The cemetery also contains the graves of individuals such as Major Victor Ferguson of the 2nd Life Guards Regiment and his wife, Sophia, who were stationed in the area during the height of British military presence. The proximity of the cemetery to the slave-trade route linking the Pra River to the coast suggests that the mass-burial areas may also include enslaved Africans who died during forced marches or while held in temporary encampments.

== Site description ==
The Assin Praso Mass Grave lies within a fenced section of the broader heritage village complex.

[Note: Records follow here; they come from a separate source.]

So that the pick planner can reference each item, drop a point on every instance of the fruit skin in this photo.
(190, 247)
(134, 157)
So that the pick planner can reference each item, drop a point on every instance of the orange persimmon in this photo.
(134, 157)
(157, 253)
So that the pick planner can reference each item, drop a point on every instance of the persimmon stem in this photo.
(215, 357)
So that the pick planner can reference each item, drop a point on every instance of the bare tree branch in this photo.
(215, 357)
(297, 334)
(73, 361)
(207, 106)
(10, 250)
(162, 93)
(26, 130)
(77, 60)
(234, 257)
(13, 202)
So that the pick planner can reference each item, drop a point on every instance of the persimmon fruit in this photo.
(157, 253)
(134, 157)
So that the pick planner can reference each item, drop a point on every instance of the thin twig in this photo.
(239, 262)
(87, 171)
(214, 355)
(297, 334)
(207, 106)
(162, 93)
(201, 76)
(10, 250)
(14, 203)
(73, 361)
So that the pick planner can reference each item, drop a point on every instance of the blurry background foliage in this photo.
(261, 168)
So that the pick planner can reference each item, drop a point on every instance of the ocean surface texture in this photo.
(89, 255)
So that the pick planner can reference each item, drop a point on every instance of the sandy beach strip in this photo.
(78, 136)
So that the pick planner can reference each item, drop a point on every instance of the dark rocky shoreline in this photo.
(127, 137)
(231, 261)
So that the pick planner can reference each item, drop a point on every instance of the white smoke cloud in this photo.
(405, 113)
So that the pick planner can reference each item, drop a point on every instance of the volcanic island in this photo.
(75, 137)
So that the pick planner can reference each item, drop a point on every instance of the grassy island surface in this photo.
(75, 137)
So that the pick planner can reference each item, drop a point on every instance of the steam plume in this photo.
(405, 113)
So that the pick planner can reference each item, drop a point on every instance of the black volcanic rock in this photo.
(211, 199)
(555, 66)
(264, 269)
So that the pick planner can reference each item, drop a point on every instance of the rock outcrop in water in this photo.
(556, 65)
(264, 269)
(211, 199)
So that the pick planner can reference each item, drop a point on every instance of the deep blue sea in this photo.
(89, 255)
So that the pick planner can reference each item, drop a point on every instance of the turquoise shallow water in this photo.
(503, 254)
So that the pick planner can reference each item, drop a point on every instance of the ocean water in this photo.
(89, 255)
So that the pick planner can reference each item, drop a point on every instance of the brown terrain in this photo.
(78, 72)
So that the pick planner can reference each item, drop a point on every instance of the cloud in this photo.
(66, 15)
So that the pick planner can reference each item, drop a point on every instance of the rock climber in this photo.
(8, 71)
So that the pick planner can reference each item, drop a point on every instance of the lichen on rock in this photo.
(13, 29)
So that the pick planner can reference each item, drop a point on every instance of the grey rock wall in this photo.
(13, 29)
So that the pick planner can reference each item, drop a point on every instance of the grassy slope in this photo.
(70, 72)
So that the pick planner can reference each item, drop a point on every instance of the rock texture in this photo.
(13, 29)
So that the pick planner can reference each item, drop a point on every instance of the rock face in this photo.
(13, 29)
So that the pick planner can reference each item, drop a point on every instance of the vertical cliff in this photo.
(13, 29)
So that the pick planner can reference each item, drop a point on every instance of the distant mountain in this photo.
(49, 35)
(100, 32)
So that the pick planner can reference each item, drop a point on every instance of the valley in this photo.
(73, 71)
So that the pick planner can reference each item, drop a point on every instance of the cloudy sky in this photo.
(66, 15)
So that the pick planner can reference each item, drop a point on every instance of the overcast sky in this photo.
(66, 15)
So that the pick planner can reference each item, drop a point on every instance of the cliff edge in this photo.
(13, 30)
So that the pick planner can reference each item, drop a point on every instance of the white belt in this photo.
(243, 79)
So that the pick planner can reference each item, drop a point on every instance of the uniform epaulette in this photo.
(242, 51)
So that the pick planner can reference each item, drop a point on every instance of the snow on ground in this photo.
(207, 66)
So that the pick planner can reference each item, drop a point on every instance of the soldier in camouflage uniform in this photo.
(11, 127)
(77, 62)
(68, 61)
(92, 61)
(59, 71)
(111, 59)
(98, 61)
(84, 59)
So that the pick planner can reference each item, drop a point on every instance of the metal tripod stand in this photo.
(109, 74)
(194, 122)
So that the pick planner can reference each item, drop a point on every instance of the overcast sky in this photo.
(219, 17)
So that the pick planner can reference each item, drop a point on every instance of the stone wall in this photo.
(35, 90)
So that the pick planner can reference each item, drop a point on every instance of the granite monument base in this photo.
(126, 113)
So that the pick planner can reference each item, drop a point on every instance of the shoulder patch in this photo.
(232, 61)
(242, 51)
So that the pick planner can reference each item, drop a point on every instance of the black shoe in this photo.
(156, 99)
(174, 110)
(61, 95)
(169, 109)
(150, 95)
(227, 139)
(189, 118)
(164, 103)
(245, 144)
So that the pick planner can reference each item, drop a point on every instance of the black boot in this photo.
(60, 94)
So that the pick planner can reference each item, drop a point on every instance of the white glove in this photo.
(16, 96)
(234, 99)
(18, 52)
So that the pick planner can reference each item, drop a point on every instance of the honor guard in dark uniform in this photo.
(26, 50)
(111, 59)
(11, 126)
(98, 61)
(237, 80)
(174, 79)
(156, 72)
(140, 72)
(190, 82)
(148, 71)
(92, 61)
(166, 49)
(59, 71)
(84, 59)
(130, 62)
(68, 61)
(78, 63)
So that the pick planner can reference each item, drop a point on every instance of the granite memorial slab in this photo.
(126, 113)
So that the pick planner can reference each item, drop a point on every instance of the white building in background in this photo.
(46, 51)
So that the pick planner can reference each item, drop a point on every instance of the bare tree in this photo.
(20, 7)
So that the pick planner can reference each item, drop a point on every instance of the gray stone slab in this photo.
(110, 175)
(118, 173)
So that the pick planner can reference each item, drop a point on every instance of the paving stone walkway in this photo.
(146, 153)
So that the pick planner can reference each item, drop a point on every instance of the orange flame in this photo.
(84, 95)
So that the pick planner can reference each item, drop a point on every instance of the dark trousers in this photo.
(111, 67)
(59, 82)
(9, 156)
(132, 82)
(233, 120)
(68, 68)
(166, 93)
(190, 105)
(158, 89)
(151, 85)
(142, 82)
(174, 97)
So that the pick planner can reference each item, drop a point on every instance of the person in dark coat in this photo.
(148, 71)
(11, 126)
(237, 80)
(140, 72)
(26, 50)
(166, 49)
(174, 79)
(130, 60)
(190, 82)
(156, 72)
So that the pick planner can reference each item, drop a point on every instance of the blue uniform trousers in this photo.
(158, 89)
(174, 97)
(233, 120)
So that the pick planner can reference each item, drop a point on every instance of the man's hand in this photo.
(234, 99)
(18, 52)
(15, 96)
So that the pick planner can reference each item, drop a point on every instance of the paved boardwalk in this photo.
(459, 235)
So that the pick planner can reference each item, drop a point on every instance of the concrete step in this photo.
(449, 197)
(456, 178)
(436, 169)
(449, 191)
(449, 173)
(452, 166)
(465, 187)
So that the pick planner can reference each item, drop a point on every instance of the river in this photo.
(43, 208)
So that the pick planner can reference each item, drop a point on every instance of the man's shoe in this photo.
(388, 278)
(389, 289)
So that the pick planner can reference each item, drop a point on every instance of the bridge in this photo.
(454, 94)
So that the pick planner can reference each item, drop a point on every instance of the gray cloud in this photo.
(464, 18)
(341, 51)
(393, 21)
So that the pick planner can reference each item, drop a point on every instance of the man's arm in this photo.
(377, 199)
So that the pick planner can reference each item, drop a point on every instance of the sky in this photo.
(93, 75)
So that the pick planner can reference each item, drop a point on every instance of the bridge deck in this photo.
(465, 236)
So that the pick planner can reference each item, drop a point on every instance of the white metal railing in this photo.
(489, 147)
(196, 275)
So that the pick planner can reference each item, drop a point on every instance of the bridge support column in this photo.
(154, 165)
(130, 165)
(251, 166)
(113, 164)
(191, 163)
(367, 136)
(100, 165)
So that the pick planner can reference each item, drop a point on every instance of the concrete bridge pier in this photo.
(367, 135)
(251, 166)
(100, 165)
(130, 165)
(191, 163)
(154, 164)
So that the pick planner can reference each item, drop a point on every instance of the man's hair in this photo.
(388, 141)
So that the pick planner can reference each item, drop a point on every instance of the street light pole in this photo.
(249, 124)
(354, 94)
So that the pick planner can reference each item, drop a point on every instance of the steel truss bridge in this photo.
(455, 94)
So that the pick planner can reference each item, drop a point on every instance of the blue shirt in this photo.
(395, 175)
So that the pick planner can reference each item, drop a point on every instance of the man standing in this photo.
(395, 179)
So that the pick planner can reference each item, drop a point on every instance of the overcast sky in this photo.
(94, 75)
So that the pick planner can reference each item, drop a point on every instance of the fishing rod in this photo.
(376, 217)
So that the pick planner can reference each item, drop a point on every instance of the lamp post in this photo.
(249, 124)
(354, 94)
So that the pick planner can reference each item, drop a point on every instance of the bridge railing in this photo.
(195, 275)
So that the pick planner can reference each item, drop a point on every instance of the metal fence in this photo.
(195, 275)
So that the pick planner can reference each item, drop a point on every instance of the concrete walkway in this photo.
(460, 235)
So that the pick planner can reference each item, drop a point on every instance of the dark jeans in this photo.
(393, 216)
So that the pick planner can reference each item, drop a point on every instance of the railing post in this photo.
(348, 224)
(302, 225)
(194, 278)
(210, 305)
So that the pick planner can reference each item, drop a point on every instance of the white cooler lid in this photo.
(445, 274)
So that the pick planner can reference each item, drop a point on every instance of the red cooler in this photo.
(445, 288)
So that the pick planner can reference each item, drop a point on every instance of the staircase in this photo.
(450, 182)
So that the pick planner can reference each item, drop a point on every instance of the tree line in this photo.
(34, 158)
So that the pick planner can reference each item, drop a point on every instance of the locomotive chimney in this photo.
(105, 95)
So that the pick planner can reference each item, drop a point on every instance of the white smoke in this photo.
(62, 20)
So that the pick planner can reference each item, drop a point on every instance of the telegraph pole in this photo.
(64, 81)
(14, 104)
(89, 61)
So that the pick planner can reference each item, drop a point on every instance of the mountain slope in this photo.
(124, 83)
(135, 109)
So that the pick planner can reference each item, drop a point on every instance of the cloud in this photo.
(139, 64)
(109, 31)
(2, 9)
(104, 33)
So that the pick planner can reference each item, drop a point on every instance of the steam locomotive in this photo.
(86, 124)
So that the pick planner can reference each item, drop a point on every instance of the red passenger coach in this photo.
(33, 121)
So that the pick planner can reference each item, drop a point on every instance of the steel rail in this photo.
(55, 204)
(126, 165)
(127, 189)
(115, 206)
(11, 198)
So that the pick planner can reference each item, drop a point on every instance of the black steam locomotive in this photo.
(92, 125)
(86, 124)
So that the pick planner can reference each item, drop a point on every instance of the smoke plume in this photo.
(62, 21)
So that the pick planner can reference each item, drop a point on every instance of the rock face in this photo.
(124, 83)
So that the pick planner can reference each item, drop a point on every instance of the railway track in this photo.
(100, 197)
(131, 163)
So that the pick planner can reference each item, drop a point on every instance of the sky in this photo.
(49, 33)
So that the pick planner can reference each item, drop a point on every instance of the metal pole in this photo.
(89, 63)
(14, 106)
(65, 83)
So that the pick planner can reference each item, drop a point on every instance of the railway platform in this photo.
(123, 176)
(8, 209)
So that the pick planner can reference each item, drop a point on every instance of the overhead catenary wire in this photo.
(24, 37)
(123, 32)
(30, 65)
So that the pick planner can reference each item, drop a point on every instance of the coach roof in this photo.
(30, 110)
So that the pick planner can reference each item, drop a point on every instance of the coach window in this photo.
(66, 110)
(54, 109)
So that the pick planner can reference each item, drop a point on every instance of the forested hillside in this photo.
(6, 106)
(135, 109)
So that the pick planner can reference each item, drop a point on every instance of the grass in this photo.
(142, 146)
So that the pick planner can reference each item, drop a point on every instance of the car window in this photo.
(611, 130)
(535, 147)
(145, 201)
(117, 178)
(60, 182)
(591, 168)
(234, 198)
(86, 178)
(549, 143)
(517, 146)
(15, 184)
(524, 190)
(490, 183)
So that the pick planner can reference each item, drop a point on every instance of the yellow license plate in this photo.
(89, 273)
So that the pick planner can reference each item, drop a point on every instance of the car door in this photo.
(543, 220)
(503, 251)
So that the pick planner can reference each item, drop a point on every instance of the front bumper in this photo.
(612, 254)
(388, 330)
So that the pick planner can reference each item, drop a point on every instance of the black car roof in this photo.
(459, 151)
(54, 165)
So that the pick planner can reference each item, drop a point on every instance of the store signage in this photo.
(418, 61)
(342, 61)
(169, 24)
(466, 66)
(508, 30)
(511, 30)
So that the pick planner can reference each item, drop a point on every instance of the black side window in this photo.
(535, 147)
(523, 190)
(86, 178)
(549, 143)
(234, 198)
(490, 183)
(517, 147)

A centuries-old mango tree, popularly called the “Tree of Life and Death” stands at the centre of the site and is believed to be more than 340 years old, surviving from the period of active trade and warfare in the region.

== Legacy and commemoration ==
The Ghana Tourism Authority and the Ministry of Tourism, Arts and Culture have incorporated the site into the official itinerary for the annual Emancipation Day celebrations, which commemorate the abolition of the trans-Atlantic slave trade and honour the resilience of African ancestors.

During these ceremonies, representatives from the African diaspora, local chiefs, and government officials gather at Assin Praso to perform traditional libations, prayers, and wreath-laying rituals in memory of those who perished. The rituals are often accompanied by cultural performances, historical re-enactments, and educational lectures.

In 2019, during the Year of Return initiative, African Americans and Caribbeans visited the mass-grave site as part of heritage tours retracing the route from the northern slave markets to the coastal forts.